On Saturday, Oct. 8, CBP agriculture specialists in Memphis, Tennessee seized two bird carcasses and palm seeds encased in cement statues. The 22-pound shipment coming from Mexico City was en route to Odessa, Texas, where the transporter described the items as a gift for a cousin “with crafts,” a release from U.S. Customs and Border Protection stated.

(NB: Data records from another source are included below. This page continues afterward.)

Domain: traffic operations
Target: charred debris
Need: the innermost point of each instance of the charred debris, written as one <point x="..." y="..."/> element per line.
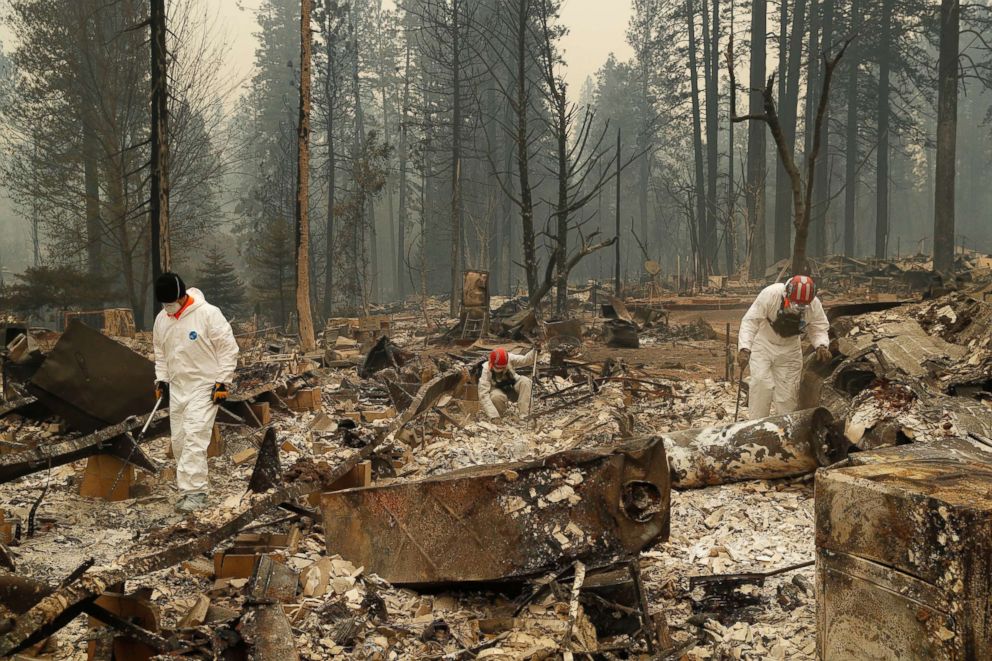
<point x="362" y="506"/>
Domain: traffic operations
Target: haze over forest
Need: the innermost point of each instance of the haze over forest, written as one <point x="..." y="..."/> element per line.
<point x="453" y="134"/>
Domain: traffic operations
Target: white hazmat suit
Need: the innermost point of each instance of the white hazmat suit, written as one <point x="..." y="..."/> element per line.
<point x="776" y="361"/>
<point x="192" y="353"/>
<point x="497" y="390"/>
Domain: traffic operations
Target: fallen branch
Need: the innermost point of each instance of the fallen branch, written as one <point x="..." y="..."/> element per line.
<point x="573" y="608"/>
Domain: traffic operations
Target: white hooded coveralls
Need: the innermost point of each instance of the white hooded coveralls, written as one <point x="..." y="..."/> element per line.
<point x="776" y="361"/>
<point x="493" y="400"/>
<point x="192" y="353"/>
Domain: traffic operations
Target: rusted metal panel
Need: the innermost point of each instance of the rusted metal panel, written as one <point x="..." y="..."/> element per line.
<point x="60" y="607"/>
<point x="114" y="440"/>
<point x="775" y="447"/>
<point x="507" y="520"/>
<point x="93" y="381"/>
<point x="904" y="554"/>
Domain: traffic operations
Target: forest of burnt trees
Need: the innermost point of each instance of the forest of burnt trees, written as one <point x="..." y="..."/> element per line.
<point x="443" y="136"/>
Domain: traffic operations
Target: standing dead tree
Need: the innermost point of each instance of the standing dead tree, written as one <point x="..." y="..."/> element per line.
<point x="307" y="339"/>
<point x="802" y="192"/>
<point x="159" y="200"/>
<point x="574" y="164"/>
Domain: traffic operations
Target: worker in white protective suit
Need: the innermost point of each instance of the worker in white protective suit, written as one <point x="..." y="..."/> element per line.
<point x="500" y="384"/>
<point x="195" y="358"/>
<point x="770" y="341"/>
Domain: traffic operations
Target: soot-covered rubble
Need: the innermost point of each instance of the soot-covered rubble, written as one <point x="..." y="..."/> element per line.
<point x="323" y="414"/>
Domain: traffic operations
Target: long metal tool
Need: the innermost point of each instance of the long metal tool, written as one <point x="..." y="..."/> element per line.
<point x="737" y="409"/>
<point x="135" y="442"/>
<point x="533" y="386"/>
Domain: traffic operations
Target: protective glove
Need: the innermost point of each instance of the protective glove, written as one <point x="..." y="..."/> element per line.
<point x="219" y="393"/>
<point x="743" y="358"/>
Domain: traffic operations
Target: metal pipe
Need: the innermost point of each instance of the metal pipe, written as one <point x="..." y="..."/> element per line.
<point x="766" y="449"/>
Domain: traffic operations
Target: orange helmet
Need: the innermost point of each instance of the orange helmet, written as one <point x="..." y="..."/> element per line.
<point x="800" y="290"/>
<point x="498" y="359"/>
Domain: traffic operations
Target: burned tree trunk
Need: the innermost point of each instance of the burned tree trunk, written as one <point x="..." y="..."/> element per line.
<point x="851" y="152"/>
<point x="711" y="50"/>
<point x="159" y="202"/>
<point x="800" y="195"/>
<point x="702" y="266"/>
<point x="521" y="103"/>
<point x="947" y="123"/>
<point x="789" y="113"/>
<point x="756" y="147"/>
<point x="821" y="183"/>
<point x="456" y="155"/>
<point x="882" y="169"/>
<point x="403" y="219"/>
<point x="307" y="339"/>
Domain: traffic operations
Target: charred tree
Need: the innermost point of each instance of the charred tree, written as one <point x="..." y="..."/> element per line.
<point x="882" y="167"/>
<point x="756" y="142"/>
<point x="947" y="123"/>
<point x="702" y="268"/>
<point x="821" y="184"/>
<point x="801" y="191"/>
<point x="307" y="337"/>
<point x="788" y="105"/>
<point x="159" y="202"/>
<point x="711" y="51"/>
<point x="404" y="200"/>
<point x="851" y="151"/>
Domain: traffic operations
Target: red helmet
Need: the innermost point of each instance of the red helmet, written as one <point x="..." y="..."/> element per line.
<point x="800" y="290"/>
<point x="498" y="358"/>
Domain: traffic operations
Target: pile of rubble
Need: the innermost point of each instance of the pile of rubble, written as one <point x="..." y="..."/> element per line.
<point x="361" y="507"/>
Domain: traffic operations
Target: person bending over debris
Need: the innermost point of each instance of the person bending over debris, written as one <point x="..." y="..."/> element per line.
<point x="770" y="341"/>
<point x="500" y="384"/>
<point x="195" y="358"/>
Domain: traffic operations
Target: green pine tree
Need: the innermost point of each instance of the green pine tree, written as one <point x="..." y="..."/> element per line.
<point x="219" y="282"/>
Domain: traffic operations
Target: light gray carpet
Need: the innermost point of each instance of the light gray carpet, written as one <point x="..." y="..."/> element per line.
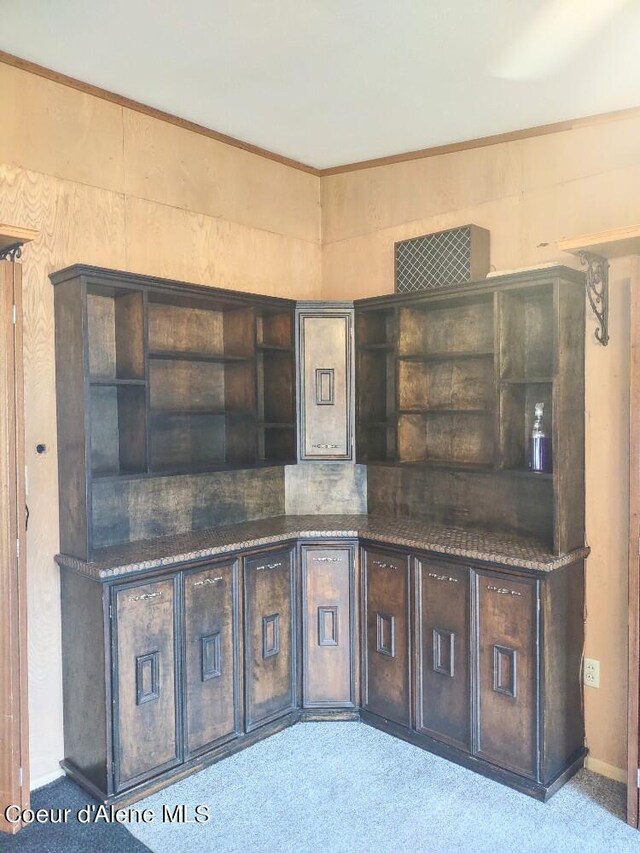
<point x="346" y="788"/>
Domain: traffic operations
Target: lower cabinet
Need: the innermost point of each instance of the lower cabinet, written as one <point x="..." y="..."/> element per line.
<point x="477" y="663"/>
<point x="507" y="666"/>
<point x="270" y="644"/>
<point x="443" y="673"/>
<point x="328" y="626"/>
<point x="145" y="680"/>
<point x="212" y="645"/>
<point x="386" y="645"/>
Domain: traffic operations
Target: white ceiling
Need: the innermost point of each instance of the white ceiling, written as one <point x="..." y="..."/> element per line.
<point x="329" y="82"/>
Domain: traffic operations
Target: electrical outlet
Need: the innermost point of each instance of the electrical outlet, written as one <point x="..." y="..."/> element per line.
<point x="591" y="672"/>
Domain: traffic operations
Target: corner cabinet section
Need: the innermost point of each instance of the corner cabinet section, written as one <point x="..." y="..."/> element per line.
<point x="270" y="637"/>
<point x="325" y="382"/>
<point x="146" y="672"/>
<point x="329" y="640"/>
<point x="386" y="647"/>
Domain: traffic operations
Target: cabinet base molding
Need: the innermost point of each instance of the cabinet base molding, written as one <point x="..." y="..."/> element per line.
<point x="327" y="715"/>
<point x="533" y="789"/>
<point x="194" y="765"/>
<point x="537" y="790"/>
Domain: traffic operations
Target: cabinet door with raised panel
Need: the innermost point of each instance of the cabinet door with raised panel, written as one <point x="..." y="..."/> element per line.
<point x="386" y="666"/>
<point x="507" y="660"/>
<point x="270" y="647"/>
<point x="211" y="656"/>
<point x="327" y="627"/>
<point x="146" y="736"/>
<point x="443" y="700"/>
<point x="325" y="378"/>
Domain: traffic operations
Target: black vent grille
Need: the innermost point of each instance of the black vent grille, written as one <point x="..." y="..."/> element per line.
<point x="433" y="261"/>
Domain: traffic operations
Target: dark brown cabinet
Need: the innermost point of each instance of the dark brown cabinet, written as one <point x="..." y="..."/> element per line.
<point x="507" y="661"/>
<point x="325" y="382"/>
<point x="386" y="645"/>
<point x="145" y="665"/>
<point x="212" y="647"/>
<point x="270" y="638"/>
<point x="458" y="627"/>
<point x="328" y="626"/>
<point x="164" y="380"/>
<point x="443" y="676"/>
<point x="447" y="383"/>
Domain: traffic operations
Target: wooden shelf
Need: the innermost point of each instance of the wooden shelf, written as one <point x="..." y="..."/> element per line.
<point x="265" y="425"/>
<point x="445" y="356"/>
<point x="223" y="413"/>
<point x="267" y="348"/>
<point x="183" y="469"/>
<point x="525" y="472"/>
<point x="445" y="464"/>
<point x="383" y="347"/>
<point x="529" y="380"/>
<point x="389" y="423"/>
<point x="445" y="411"/>
<point x="118" y="382"/>
<point x="178" y="355"/>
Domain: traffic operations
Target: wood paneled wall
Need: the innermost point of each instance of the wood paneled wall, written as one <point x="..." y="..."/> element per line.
<point x="529" y="194"/>
<point x="108" y="186"/>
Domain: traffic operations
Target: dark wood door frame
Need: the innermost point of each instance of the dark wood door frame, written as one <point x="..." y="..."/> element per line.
<point x="14" y="768"/>
<point x="634" y="554"/>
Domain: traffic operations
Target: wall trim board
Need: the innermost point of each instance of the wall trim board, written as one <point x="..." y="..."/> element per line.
<point x="136" y="106"/>
<point x="46" y="779"/>
<point x="483" y="141"/>
<point x="418" y="154"/>
<point x="604" y="769"/>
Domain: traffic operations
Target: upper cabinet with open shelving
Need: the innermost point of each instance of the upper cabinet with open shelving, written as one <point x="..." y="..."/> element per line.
<point x="169" y="378"/>
<point x="449" y="380"/>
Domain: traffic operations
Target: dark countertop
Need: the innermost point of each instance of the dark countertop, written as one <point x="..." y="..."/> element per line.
<point x="166" y="551"/>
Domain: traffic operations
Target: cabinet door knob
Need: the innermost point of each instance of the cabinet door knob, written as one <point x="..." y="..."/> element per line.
<point x="207" y="581"/>
<point x="383" y="565"/>
<point x="502" y="590"/>
<point x="442" y="577"/>
<point x="145" y="596"/>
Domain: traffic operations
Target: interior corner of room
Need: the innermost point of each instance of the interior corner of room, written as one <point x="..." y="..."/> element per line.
<point x="244" y="224"/>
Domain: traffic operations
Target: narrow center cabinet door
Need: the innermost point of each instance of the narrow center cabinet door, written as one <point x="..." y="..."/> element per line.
<point x="325" y="379"/>
<point x="328" y="627"/>
<point x="211" y="655"/>
<point x="443" y="706"/>
<point x="507" y="634"/>
<point x="386" y="668"/>
<point x="270" y="648"/>
<point x="145" y="679"/>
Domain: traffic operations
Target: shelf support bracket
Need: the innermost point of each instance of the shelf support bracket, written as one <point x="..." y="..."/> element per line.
<point x="11" y="253"/>
<point x="597" y="287"/>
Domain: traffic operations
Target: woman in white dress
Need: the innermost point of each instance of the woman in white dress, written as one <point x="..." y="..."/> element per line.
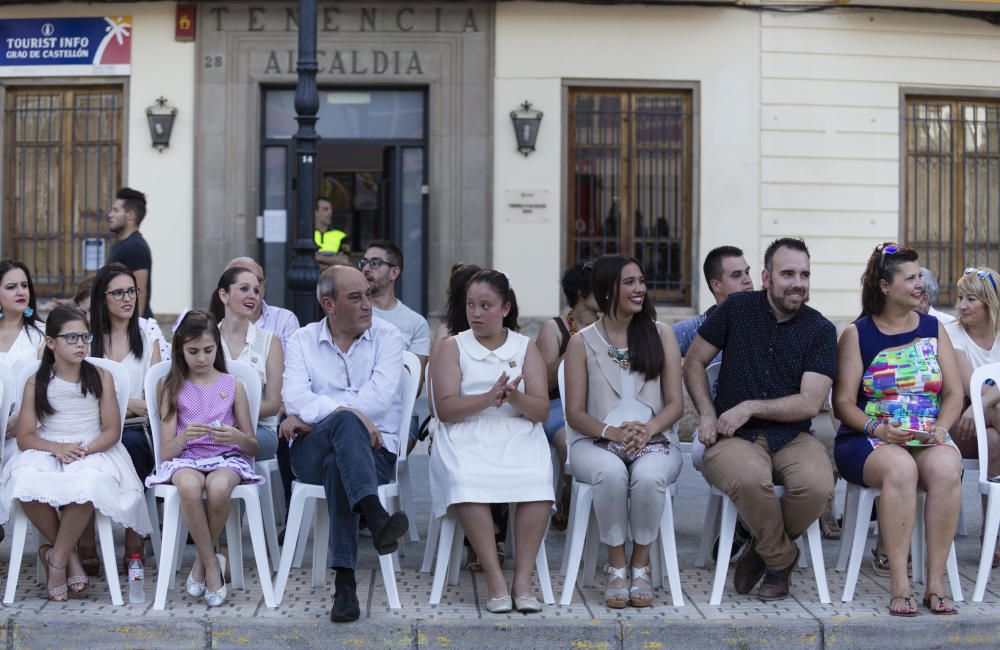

After being x-rayed, agents saw that the shipment contained three cement statues decorated with puka shells. Once broken by CBP agriculture specialists, it was discovered that the statues contained two rotten bird carcasses and 21 ounces of a pound of suspected Elaeis Guineensis seeds.

According to the release, the seeds are from African palm trees, and the small birds were unidentifiable based on their decomposition. No documentation for the organic material accompanied the shipment.

“To my knowledge, many of these types of ‘crafts’ are belief-based,” said Michael Johnson, the acting Memphis area Port Director. “The Yoruba, Santería or Osha religions use them, and are meant for luck, or for curses.”

The bird carcasses present a significant risk of introducing diseases such as Avian influenza to U.S. poultry populations, the CBP release stated. The seeds, without proper documentation, present a risk of introducing diseases or invasive species.

Both the birds and seeds were destroyed by steam sterilization.

“Hopefully our steam sterilization cleared away any bad spirits they may have drawn in,” Johnson said.